Nacimos sin ser conscientes de estar vivos, sin saber que éramos nosotros, pero si nos paramos ahora a pensarlo o recordarlo, algo dentro de nosotros grita conscientemente ¡era yo! ¡Soy yo! Toda una vida nos esperaba por delante. Íbamos de unos brazos a otros. Nos cuidaban día y noche, nos vestían como podían y nos daban de comer lo que les dejáramos darnos. Así un mes tras otro hasta los dos primeros años de vida e incluso más. Y poco a poco íbamos integrando que aquella pequeña criatura éramos nosotros. La conciencia cogía cada vez más peso en nuestra mente y en nuestros recuerdos, pero igualmente había cosas que quedaban en el olvido sólo rescatadas cuando te juntabas con personas cercanas a tales experiencias. ¡Y qué gusto poder recordar lo que pasó, reconocer la propia historia y reconstruir vivencias!
Pero hay veces que no se rescatan y queda una pena interior porque no se puede atesorar la propia vida letra por letra, palabra por palabra, párrafo por párrafo, página por página en cada uno de sus capítulos. Es ahí cuando lamentamos no habernos tomado en serio escribir cada día en nuestro diario que una vez comenzamos por una breve ilusión de releernos diez años más tarde. O, también, nos nace culpar internamente a nuestros seres queridos porque apenas sacaron suficientes instantáneas de cada momento histórico de nuestra existencia. O no grabaron más de aquellos primeros años de vida de los que no íbamos a recordar nada muchos meses más tarde. Y cómo no dolernos por no haber sufrido el síndrome de Diógenes para guardar todos los dibujos, trofeos, redacciones personales o cualquier cosa que se contaba como un tesoro por aquel entonces y así poder disfrutarlos hoy en una tarde fría de otoño.
Hay otro tipo de olvidos en nuestra historia personal y son las famosas pérdidas de memoria por haber sufrido cuando éramos unos niños y no queremos recordarlo más. Estos recuerdos ya son de otro calado y vuelven a nuestra memoria en una situación concreta en forma de emoción o malestar sin ser muy conscientes de ello. Es curioso cómo sucede todo: no nos damos cuenta, pero hay una parte en nosotros que conecta. Quizás años más tarde, aun el dolor que pudiéramos sufrir, puede surgir en nosotros la necesidad de volver ahí y abrazar nuestra historia por primera vez. Suena fuerte ese por primera vez. Sí, nace en nosotros el anhelo de restaurar el daño y poder mirar atrás con una sonrisa dibujada en la cara o, al menos, reconocer el haber vivido todo lo que se ha vivido. Pero, hay algo mucho más profundo y además testimonial: hoy somos quienes somos por eso mismo.

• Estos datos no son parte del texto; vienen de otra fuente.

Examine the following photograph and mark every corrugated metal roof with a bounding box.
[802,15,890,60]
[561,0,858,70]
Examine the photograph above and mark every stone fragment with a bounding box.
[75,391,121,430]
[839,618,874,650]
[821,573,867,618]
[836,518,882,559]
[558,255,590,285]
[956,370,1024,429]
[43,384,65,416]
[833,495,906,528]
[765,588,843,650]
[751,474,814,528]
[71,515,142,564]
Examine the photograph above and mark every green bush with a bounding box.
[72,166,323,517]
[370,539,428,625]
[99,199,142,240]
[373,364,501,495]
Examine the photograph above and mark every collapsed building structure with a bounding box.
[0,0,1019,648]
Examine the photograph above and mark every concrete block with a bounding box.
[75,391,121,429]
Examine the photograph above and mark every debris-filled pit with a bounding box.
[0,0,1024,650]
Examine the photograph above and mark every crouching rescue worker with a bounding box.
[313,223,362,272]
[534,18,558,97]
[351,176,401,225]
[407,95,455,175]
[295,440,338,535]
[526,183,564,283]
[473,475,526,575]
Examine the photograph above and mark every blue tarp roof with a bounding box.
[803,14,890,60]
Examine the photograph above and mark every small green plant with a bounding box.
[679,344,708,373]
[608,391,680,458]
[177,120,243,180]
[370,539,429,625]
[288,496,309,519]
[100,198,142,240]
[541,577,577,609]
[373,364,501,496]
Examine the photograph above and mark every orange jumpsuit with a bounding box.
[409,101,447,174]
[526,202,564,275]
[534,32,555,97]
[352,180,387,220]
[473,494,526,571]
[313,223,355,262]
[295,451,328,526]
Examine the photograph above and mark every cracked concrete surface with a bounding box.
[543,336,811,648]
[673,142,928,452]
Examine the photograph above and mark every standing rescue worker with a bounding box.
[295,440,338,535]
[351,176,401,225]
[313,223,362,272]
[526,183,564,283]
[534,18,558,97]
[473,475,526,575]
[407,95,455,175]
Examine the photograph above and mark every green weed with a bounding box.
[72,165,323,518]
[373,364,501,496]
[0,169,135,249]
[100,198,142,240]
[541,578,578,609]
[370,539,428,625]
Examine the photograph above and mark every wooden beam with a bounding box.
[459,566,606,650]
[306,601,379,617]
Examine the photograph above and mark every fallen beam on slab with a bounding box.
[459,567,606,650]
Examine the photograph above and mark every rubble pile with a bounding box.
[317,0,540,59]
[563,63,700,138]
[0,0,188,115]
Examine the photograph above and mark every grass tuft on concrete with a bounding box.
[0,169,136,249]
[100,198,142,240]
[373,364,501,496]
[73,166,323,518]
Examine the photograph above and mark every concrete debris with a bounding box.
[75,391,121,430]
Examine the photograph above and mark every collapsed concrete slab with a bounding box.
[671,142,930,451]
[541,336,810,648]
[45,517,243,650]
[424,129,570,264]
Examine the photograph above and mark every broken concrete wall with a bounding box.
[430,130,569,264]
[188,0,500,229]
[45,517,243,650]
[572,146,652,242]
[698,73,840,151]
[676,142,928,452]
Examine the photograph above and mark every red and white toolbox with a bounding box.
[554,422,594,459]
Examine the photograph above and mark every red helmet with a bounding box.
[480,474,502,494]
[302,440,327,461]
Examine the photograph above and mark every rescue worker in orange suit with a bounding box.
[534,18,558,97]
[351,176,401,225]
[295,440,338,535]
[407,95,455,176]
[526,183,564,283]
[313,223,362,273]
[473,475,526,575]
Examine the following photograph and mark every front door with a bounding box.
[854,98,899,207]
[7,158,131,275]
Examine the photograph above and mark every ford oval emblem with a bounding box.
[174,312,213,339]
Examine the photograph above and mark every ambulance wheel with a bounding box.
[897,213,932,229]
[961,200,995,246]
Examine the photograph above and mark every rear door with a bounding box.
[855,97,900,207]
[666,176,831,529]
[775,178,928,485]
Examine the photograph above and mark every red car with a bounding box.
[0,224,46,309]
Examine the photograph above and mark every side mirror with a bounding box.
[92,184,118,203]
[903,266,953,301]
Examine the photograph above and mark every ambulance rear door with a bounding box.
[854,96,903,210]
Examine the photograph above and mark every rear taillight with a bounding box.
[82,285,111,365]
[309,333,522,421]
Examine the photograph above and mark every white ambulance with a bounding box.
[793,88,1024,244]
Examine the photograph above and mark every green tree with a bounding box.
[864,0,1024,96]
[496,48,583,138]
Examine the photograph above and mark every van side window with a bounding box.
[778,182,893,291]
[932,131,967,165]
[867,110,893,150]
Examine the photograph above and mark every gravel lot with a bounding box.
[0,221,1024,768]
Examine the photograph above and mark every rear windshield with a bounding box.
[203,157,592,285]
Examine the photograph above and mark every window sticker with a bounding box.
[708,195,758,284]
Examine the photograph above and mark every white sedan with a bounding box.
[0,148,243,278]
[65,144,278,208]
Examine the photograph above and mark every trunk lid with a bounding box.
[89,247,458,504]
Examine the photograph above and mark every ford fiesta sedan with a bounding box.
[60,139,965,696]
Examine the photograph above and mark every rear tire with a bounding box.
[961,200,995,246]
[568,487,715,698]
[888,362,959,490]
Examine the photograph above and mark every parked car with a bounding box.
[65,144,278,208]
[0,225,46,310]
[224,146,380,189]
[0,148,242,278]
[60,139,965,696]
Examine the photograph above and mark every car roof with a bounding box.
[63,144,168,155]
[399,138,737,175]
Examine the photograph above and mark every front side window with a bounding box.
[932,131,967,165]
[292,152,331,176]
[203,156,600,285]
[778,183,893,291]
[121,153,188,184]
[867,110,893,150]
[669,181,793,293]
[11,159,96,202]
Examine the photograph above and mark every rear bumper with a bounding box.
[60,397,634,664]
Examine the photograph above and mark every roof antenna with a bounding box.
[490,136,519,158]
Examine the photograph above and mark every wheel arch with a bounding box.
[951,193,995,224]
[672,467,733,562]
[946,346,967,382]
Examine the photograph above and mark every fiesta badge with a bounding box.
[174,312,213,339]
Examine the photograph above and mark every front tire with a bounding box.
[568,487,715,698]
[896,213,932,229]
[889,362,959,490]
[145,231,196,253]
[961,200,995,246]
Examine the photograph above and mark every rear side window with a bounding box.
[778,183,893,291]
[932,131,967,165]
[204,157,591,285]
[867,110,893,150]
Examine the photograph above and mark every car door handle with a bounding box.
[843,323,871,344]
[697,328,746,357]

Uno de los súper poderes que algunos querríamos tener es poder viajar al pasado a todas aquellas lagunas de memoria que hemos ido acumulando con los años.... y pasear por el colegio que nos vio crecer, recorrer todas las estancias de nuestra primera casa, correr de aquí para allá dentro y fuera del chalet que solíamos disfrutar en verano, despedirnos de nuestros abuelos, prestar atención a las múltiples conversaciones que mantuvimos con amigos, hermanos, familiares y en solitario. Disfrutar de ser conscientes de la propia existencia: nuestros pensamientos, nuestras emociones y todas nuestras vivencias. Hay en nosotros el anhelo de conocer la propia historia desde el primer capítulo hasta el actual, con todo detalle, sin saltarnos ningún episodio doloroso. Y poder reconocernos en ella, sin miedo, con esperanza, agradecidos y fortalecidos.
Quizás os preguntéis el para qué de toda esta conciencia ya que para algunos puede convertirse en un cargar con mucho peso de golpe y para otros puede ser sanador aliviar esa carga. Conocerse, lo hemos leído y escuchado tantas veces, es jugar con ventaja en esta vida para evitarnos sufrimientos inútiles y caminar en libertad siendo nosotros mismos. Lo vemos en tantas biografías escritas: todas expresando y reproduciendo tantos recuerdos, situaciones y vivencias personales que parece que un nudo en cada una de ellas se ha desatado y respiran aliviadas. Pero ahí no acaba todo, al leerlas o escucharlas, algo en nosotros también cambia y, quizás, nos hayan ayudado a estar en paz con nuestro pasado, en definitiva, con nuestra propia vida. Esto es un efecto dominó: nuestra vida también puede arrojar luz a la vida de otra persona. La de ésta a otra y así hasta alcanzar el mundo entero con tanta necesidad de paz.